Электрический монах больше не знал, во что верить.
За последние несколько часов он перепробовал невообразимое число систем доверия, но ни одна не принесла сколько-нибудь долговременного духовного умиротворения, на вечные поиски которого он был запрограммирован.
Как же ему все это надоело! Честное слово. Он устал. И пал духом.
В довершение всего — чему он немало удивился — он вдруг заскучал по лошади. По этому несомненно глупому, смиренному животному, вряд ли достойному внимания того, чье предназначение — думать о высоких материях, недоступных разумению обыкновенной лошади. Тем не менее монаху ее не хватало.
Ему хотелось сидеть на ней. Трепать ее гриву. Чувствовать, что она ничего не понимает.
Интересно, где она сейчас?
Безутешный монах болтал ногами в воздухе, сидя на ветке дерева, где он провел ночь. Он вскарабкался сюда в погоне за какой-то непонятной фантастической мечтой, да так и застрял до утра.
Даже сейчас, при свете дня, он все еще гадал, как будет спускаться на землю. На мгновение он едва не поверил в довольно опасную идею полететь, но вовремя включилось устройство ускоренного обнаружения ошибок и выдало команду не совершать глупостей.
Проблема пока не имела решения.
Пламя веры, подарившее крылья надежды и вознесшее его на дерево в волшебные ночные часы, почему-то не снабдило его инструкциями, как отсюда слезть, а наутро исчезло, прихватив с собой и огненные крылья.
И если уж он заговорил — или скорее подумал — о пламени, стоило упомянуть, что сегодня в предрассветный час совсем недалеко отсюда что-то очень ярко горело.

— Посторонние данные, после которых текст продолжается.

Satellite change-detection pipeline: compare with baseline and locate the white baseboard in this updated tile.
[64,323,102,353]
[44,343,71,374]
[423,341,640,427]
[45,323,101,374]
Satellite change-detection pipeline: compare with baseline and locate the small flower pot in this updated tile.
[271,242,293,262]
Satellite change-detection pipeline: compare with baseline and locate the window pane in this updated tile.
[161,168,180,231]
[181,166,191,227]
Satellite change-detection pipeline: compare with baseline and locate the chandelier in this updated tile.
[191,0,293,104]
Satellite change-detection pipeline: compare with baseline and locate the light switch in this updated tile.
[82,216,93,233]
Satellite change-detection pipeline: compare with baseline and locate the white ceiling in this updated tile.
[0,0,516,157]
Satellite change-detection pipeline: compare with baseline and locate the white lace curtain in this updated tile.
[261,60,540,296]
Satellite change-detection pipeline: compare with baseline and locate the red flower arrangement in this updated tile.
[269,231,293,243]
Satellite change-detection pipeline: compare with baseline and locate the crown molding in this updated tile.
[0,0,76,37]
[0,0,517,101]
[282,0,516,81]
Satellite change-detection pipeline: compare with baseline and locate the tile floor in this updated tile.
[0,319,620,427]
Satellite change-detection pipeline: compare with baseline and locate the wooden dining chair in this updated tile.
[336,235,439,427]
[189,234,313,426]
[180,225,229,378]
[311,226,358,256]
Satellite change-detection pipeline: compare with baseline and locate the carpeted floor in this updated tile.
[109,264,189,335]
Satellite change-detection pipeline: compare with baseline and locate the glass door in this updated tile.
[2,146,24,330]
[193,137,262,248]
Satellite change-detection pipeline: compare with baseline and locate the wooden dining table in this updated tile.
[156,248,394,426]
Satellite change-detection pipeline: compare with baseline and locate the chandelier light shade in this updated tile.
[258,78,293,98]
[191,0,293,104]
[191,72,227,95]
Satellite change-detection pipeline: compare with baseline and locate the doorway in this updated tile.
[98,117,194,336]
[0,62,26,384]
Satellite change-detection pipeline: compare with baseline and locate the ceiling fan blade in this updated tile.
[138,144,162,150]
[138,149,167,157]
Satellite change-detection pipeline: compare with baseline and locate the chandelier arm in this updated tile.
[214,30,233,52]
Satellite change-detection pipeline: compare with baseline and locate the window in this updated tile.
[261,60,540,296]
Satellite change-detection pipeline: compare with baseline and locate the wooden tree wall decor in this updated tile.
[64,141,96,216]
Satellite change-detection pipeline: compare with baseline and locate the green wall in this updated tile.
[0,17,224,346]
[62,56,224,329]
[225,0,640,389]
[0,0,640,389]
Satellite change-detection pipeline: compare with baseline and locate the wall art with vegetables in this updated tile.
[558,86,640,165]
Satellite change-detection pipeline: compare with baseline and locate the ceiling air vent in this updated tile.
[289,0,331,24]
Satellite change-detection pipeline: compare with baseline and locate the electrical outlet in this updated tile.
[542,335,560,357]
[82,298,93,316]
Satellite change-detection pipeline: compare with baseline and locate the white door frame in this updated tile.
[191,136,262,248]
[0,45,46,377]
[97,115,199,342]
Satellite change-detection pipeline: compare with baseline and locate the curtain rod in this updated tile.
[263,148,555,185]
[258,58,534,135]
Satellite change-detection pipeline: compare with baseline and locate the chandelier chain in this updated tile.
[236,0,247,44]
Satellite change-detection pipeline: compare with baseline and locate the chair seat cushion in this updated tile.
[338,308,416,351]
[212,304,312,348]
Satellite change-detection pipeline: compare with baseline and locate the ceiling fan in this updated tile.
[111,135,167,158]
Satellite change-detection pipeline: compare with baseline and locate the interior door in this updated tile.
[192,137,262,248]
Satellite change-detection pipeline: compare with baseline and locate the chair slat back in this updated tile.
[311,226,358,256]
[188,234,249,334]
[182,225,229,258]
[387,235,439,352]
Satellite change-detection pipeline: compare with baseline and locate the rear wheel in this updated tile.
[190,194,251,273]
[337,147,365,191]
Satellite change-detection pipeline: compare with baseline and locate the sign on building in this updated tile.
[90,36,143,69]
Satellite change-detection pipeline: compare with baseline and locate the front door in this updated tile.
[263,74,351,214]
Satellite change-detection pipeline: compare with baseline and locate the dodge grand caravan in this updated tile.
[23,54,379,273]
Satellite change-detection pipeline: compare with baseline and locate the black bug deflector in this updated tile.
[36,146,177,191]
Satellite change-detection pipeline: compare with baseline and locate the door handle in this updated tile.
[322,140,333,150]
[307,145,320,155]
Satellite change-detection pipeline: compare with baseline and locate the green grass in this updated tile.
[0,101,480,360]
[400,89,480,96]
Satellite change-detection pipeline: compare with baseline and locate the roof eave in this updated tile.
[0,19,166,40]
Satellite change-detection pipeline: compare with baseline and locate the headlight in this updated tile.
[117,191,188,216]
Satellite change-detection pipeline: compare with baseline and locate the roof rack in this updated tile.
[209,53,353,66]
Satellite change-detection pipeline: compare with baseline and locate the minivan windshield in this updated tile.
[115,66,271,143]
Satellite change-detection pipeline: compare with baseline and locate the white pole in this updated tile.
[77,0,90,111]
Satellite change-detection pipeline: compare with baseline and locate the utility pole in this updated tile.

Пламя полыхало в той стороне, откуда пришел монах, гонимый неким глубоким духовным влечением к этому чрезмерно высокому, но в остальном самому обычному дереву. Ему очень хотелось пойти и поклониться огню, его священному сиянию, но пока он отчаянно соображал, как спуститься на землю, прибыли пожарные машины и погасили божественный свет, отобрав у него еще один символ веры.
Солнце взошло несколько часов назад, и хотя он провел их с пользой, веря в облака, в ветви, в удивительные формы пролетающих мимо жуков, сейчас он был убежден, что с него довольно, и к тому же уверен абсолютно точно, что уже проголодался.
Почему он поступил так непредусмотрительно и не прихватил себе немного еды из жилища, куда ночью отнес священную ношу, чтобы захоронить в шкафу? Тот дом он покинул в порыве неземной страсти, веря, что такая банальность, как пища, не имеет значения и дерево ему что-нибудь даст.